Wednesday, September 8, 2010

Not My Forte

Have you ever had somebody tell you that something isn't their forte?  Yep, I thought so.  Well, I gotta say that housework isn't mine.  Okay, I can keep the bills paid, food in the cupboards, the budgie happy and laundry clean... but cleaning a house is something that I just can't seem to do.

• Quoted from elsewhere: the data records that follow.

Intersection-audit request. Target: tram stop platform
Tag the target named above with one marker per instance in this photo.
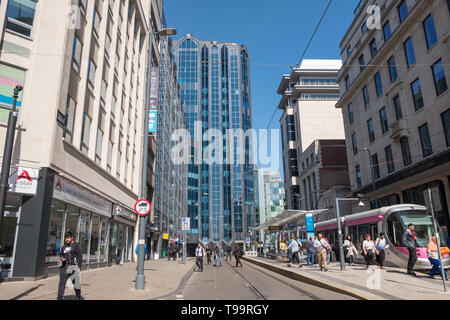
(162, 278)
(387, 284)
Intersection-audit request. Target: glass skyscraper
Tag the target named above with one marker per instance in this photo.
(215, 89)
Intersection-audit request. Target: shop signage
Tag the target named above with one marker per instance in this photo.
(142, 207)
(23, 180)
(70, 193)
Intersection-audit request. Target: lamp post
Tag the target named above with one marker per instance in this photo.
(7, 155)
(140, 277)
(373, 175)
(341, 249)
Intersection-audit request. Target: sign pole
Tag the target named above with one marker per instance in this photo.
(438, 239)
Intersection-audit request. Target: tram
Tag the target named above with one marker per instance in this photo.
(393, 221)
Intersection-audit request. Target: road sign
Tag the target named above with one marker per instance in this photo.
(185, 223)
(142, 207)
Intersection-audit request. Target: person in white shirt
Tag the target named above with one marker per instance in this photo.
(369, 251)
(199, 255)
(321, 246)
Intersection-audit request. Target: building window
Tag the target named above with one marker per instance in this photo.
(370, 130)
(440, 83)
(402, 11)
(358, 176)
(378, 84)
(417, 94)
(392, 69)
(362, 64)
(20, 16)
(383, 120)
(387, 31)
(425, 140)
(430, 31)
(373, 48)
(446, 123)
(389, 159)
(376, 167)
(405, 151)
(354, 144)
(350, 114)
(409, 52)
(366, 96)
(397, 108)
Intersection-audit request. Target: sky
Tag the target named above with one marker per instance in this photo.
(275, 33)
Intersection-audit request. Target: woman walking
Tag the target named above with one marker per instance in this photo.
(433, 257)
(369, 252)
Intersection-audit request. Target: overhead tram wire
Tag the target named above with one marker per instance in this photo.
(299, 62)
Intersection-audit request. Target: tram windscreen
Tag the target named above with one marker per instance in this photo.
(424, 229)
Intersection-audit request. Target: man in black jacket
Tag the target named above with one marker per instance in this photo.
(71, 258)
(409, 241)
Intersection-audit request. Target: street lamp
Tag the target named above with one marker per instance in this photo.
(338, 217)
(373, 175)
(140, 277)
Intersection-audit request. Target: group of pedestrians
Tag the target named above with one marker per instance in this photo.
(217, 251)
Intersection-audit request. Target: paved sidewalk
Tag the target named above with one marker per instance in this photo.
(113, 283)
(388, 284)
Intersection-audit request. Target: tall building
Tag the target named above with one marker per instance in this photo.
(78, 147)
(269, 198)
(170, 203)
(309, 95)
(215, 89)
(395, 103)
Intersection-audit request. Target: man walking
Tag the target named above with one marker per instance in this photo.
(218, 255)
(293, 245)
(71, 259)
(199, 255)
(409, 241)
(321, 246)
(238, 253)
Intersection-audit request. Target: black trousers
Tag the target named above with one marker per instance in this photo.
(238, 261)
(412, 259)
(381, 257)
(199, 263)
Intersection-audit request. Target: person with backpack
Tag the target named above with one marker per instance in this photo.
(380, 245)
(238, 253)
(71, 261)
(369, 252)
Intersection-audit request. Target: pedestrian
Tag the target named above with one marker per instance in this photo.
(71, 261)
(199, 255)
(228, 253)
(238, 253)
(293, 246)
(283, 249)
(217, 255)
(433, 257)
(380, 245)
(310, 251)
(321, 246)
(369, 252)
(208, 255)
(409, 241)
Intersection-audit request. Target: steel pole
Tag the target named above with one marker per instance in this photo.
(7, 155)
(140, 277)
(341, 249)
(438, 239)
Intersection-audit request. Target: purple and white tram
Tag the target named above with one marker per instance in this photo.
(393, 221)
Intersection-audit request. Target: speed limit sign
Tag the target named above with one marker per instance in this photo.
(142, 207)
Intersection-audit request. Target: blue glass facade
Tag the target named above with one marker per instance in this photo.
(215, 89)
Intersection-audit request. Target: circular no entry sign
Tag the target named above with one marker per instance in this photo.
(142, 207)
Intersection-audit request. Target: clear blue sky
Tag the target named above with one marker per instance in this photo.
(275, 33)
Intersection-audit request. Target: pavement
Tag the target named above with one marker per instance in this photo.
(162, 277)
(387, 284)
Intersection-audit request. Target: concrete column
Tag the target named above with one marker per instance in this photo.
(32, 232)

There are parts of the place that I can do - like the gardening - where I love to get my hands dirty and repot plants, mow the lawn, clip back branches and really make the place look great.  But when it comes to cleaning the floors, dusting and washing up, I just cringe.  My mind doesn't work that way.  I don't mind doing it once in a while to keep some order in the kitchen, but I find that a tidy house is something that stresses me out so much that I feel sick.
I would much rather be reading a book out the front of my place with a cool drink and a hat on.  Or playing the piano to better my skills at the keyboard; or better still, painting something I meant to finish up weeks ago than doing a whole afternoon of housework.  It's just not the kind of thing that I would all relaxing or all that worthwhile.  Even when I put on music, I don't like doing all that work just to dirty the dishes again.  So, why does my Mum put so much importance on my house being so tidy? Is she so scared somebody's going to drop by?  I don't get visitors... unless is her or Dad.  My brother never comes here.
Actually, I once had the house tidy for him and invited him around when he was on this side of town and he said he didn't have the time.  I lost heart and have let the house slip again when Mum asked me to try and keep it tidy.  I just don't see the point when it's me and ... well... me.
I haven't had a boyfriend in six years and don't really have any intention of getting one anytime soon.  It's not that I don't like men, I just find that relationships are confusing, weird and just plain hurtful in the end.  It's something I'm not interested in getting into and they're messy in every way.
So, I'm trying to tidy up my house for my own well-being.  It may not be as tidy as most homes, but it's as tidy as it's going to get.  I'm still going to be throwing stuff out once in a while, but I think I'm going to be forever tidying up; and that's something I'll have to just deal with as it's just not my forte.